Hannabuss, S. (2004), "Informatics and the Digital Society: Social, Ethical and Cognitive Issues", Library Review, Vol. 53 No. 6, pp. 333-334. https://doi.org/10.1108/00242530410544439

Publisher

:

Emerald Group Publishing Limited

Copyright © 2004, Emerald Group Publishing Limited


The International Federation for Information Processing (IFIP) Open Conference on Social, Ethical and Cognitive Issues of Informatics and ICT, held in July 2002 at the University of Dortmund in Germany (the sub‐title) was clearly a useful opportunity for delegates to share case studies of their experience of information and communication technology (ICT). “Informatics” here draws on computer science, software engineering, and information technology, and “social informatics” incorporates technology, institutions, culture and society.

Key themes in these conference proceedings reflect this brief – the e‐literate society, ICT as a social change agent, e‐learning and collaborative learning, and paradigm shifts in education and professional life. Keynote papers are provided on each, followed by short reports from IFIP working groups, and then a series of papers (on the four themes) consisting mainly of case studies, most of them German (everything in is in the English language) and most of them dealing with the theory and experience of informatics curriculum development and delivery (many with software or Web support).

IFIP was established in 1960 under the auspices of Unesco and is an umbrella organisation for societies working in information processing. Among its aims is to encourage technology transfer to developing nations. The IFIP World Computer Conference is held every two years, and there have so far been three SEC (social, ethical, and cognitive) conferences (this is the third). The IFIP publishing programme includes a series (also from Kluwer) on information processing, with works on semantics in e‐commerce, information technology (IT) discourse, network control, Internet technology, and software architecture. Contributors to SEC III (the work under review) are mainly German and Australian.

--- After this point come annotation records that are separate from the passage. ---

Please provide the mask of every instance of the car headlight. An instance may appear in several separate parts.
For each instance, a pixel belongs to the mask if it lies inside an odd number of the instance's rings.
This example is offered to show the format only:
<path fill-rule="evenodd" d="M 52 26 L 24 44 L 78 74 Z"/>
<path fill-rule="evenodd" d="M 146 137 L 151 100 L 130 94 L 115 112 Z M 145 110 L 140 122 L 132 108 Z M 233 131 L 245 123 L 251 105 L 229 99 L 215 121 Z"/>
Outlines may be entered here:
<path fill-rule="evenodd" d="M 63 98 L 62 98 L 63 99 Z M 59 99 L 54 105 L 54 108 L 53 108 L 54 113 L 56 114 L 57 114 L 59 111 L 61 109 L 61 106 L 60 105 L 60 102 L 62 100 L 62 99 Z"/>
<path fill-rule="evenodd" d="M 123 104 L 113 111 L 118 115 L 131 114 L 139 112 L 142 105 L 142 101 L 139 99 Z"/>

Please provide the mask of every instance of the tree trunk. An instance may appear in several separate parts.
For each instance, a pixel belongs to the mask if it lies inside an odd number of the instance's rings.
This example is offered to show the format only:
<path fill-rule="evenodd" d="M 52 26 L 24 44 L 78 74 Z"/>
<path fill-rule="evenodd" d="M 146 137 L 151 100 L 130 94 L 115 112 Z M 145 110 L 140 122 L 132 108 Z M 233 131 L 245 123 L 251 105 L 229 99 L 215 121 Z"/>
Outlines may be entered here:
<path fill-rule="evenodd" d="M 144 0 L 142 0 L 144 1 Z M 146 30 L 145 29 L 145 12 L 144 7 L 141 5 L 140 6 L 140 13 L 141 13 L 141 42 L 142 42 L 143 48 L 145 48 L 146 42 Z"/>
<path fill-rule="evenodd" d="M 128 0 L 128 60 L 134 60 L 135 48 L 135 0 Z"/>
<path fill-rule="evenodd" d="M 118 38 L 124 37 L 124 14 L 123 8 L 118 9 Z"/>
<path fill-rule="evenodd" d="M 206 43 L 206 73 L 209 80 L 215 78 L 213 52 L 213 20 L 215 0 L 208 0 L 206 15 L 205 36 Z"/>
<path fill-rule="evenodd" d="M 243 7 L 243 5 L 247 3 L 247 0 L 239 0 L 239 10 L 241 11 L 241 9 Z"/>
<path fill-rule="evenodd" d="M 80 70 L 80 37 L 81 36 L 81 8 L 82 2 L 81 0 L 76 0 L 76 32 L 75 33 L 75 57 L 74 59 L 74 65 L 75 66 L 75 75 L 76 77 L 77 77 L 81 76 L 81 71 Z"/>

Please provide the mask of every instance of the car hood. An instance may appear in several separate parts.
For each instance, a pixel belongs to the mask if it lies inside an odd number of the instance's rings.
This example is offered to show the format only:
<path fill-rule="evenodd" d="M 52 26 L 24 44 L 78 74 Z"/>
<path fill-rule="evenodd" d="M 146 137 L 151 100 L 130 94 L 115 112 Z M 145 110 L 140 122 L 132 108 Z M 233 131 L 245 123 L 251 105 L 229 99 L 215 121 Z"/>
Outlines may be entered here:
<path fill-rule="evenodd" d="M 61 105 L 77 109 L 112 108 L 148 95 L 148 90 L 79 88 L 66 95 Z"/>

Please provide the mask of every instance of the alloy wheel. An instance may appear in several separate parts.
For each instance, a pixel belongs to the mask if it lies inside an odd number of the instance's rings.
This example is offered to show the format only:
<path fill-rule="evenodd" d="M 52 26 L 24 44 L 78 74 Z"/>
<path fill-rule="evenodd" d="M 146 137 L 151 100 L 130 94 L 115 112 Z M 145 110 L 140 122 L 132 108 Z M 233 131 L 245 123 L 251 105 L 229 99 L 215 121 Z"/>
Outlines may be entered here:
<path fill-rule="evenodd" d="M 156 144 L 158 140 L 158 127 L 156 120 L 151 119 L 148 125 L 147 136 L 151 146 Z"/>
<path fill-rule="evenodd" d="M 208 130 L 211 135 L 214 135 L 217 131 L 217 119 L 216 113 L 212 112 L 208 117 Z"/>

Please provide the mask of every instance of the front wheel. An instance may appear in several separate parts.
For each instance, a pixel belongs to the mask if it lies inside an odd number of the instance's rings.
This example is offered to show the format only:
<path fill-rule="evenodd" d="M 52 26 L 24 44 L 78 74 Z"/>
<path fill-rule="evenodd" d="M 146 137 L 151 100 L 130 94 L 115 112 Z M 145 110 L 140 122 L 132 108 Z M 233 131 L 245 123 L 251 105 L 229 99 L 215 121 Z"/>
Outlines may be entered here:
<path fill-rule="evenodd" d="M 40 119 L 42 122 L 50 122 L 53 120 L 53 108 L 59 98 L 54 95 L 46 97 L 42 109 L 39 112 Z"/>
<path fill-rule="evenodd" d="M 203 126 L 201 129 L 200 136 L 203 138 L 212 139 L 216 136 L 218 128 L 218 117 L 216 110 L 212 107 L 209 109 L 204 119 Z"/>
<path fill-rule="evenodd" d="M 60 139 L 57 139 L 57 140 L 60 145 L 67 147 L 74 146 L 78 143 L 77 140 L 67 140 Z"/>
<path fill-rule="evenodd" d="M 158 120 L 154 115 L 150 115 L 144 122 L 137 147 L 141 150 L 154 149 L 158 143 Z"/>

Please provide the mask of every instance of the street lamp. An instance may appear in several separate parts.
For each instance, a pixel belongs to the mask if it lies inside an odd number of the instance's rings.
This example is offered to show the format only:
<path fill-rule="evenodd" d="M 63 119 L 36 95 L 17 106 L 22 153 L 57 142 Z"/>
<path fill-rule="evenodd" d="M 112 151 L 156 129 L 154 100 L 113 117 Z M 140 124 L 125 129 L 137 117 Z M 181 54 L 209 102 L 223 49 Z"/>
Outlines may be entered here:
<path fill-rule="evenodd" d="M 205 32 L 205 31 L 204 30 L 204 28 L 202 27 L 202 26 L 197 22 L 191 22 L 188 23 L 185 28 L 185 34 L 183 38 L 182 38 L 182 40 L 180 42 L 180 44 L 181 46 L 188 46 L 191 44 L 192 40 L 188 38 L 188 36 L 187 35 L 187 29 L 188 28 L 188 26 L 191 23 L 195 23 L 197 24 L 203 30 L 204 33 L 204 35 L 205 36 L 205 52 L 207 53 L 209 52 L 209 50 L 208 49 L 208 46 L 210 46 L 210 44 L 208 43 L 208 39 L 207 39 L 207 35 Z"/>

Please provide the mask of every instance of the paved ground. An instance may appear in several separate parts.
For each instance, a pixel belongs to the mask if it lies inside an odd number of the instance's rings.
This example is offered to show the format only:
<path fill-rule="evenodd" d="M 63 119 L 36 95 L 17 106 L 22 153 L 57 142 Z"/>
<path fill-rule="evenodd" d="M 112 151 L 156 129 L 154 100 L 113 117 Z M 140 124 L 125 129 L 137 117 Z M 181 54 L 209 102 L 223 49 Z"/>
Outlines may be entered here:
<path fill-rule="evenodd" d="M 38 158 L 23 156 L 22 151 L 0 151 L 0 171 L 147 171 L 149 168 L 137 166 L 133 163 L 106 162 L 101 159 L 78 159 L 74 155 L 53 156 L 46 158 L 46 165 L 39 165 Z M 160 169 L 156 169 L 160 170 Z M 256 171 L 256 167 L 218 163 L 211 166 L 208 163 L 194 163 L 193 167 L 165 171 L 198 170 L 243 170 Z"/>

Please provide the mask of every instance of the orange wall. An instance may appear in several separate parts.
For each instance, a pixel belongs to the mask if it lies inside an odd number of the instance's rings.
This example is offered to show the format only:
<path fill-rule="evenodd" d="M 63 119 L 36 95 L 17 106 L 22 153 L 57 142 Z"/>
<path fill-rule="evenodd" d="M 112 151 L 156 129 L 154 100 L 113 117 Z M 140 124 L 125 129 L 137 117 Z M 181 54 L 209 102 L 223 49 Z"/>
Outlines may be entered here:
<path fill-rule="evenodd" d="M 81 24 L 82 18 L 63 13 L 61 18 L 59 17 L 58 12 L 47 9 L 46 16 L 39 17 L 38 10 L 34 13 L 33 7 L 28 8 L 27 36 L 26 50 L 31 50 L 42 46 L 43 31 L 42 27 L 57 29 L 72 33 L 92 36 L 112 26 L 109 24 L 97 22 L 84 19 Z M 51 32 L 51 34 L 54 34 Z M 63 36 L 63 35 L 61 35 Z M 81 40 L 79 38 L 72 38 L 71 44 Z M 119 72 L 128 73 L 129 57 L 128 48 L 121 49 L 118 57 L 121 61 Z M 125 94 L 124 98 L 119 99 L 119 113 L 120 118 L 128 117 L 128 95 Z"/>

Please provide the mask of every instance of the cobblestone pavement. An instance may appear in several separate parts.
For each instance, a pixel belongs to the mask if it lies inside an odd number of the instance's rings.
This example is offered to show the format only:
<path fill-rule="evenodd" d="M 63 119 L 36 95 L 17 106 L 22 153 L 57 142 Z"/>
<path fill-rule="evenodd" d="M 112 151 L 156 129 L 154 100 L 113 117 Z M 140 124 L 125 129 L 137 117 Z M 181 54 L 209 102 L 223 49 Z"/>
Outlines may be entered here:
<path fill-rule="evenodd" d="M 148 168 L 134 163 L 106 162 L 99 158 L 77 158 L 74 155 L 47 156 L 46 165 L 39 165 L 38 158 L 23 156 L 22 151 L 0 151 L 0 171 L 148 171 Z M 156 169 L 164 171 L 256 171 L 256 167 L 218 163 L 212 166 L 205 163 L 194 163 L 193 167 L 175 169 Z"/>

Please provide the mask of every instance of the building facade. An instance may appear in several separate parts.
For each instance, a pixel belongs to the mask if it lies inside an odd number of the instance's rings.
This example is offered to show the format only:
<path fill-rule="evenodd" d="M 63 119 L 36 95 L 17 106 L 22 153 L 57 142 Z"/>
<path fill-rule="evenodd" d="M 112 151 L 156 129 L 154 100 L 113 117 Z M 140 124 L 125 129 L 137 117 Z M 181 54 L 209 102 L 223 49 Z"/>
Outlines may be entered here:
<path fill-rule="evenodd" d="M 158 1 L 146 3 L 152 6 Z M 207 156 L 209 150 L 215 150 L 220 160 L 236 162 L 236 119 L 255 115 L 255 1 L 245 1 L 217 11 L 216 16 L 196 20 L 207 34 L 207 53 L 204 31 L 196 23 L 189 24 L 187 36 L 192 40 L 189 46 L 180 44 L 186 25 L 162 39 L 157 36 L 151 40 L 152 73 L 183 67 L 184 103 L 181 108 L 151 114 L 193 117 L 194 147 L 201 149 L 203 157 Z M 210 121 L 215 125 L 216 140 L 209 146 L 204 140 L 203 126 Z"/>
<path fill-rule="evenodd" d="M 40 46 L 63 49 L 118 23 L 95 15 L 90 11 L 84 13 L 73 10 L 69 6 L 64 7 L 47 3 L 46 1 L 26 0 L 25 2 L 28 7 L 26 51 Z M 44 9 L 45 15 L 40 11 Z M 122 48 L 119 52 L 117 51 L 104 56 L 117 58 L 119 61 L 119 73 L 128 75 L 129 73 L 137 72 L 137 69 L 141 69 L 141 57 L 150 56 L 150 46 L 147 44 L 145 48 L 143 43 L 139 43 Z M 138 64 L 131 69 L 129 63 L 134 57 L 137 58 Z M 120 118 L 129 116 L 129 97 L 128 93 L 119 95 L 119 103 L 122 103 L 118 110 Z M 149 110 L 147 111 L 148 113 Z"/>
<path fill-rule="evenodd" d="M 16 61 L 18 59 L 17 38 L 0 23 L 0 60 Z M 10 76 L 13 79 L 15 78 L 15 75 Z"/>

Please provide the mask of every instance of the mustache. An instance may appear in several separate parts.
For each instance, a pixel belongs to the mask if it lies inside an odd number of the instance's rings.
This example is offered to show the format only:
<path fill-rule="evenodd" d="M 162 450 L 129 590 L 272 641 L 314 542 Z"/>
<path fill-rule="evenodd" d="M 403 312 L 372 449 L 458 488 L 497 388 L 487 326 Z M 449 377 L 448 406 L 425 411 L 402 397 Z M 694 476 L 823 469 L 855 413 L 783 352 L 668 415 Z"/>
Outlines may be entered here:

Editor van Meert is a professor at the Hogeschool van Utrecht in The Netherlands, and produced the Informatics Curriculum Framework 2000 for Higher Education (Mulder and van Meert, 2000). Editor Munro is reader in the Department of Business and Education at the University of Strathclyde, and is known for his research on ICT and schools. They have done a workman‐like job with what is clearly a very specialised and highly transient work. Van Meerts' own involvement in two informatics curriculum initiatives, the IEEE‐CS/ACM Computing Curriculum 2001 Joint Taskforce and the IFIP/Unesco Informatics Curriculum Framework 2000 provide some of the framework to what is going on; while several papers describe and discuss the generic principles and aspirations of e‐learning innovations, how they are transforming learning and course delivery in schools and universities, touching upon virtual communities.

Theoretical issues appear in the form of discussions of how learners learn, how designed learning creates understanding, how ICT has transformed IT into knowledge management, and how new Boisot‐like social knowledge spaces are created online. Much of this theory feeds through into the business of (e)learning as supported by appropriate software. Many of the case studies describe and review experience so far – in the classroom, in the distributed learning environment in higher education and the “Gymnasium”, the general message being that, whatever administrative challenges setting up such systems creates, the learning outcomes are improved as a result. One (Australian) caveat compares virtual experience with reality and ponders cultural imperialism. Typical of learning support software is the KOLUMBUS prototype at Dortmund. There are some interesting thoughts on modelling – cognitive models as used in learning and models used in learning software, and these thoughts come through in analyses of problem solving (such as algorithmic thinking) and in using multimedia. Two papers focus on special education.

Given the fast‐moving state of the art, the local focus of the case studies, the fluctuation between theory (some of it “mere” theory, like constructivistic reformulations of systems theory) and practice (some more hinted than fully explained), overlaps between categories, the need for clearer arrangement by theme (both the four themes and ethics/society/cognition issues), and the need more fully to follow up and link up ideas like collaborative middleware and authoring tools and metadata (thrown out by Harrison's keynote), and the price, this work ends up being a possible rather than a probable for the academic library shelves, except for those who have already committed themselves to the series. As a contemporary snapshot of what its exponents are doing in the area of informatics, it is revealing, but no one could call it an introduction to its field ‐ more of an insider's idiosyncratic view. Teacher training is scarcely representative of “paradigm shifts in education and professional life”, which gets undersold. One real strength lies in its bibliographies, not long but useful and international, which will point the interested researcher in the right direction.

References

Mulder, F. and van Meert, T.J. (2000), Informatics Curriculum Framework 2000 for Higher Education, Unesco, Paris.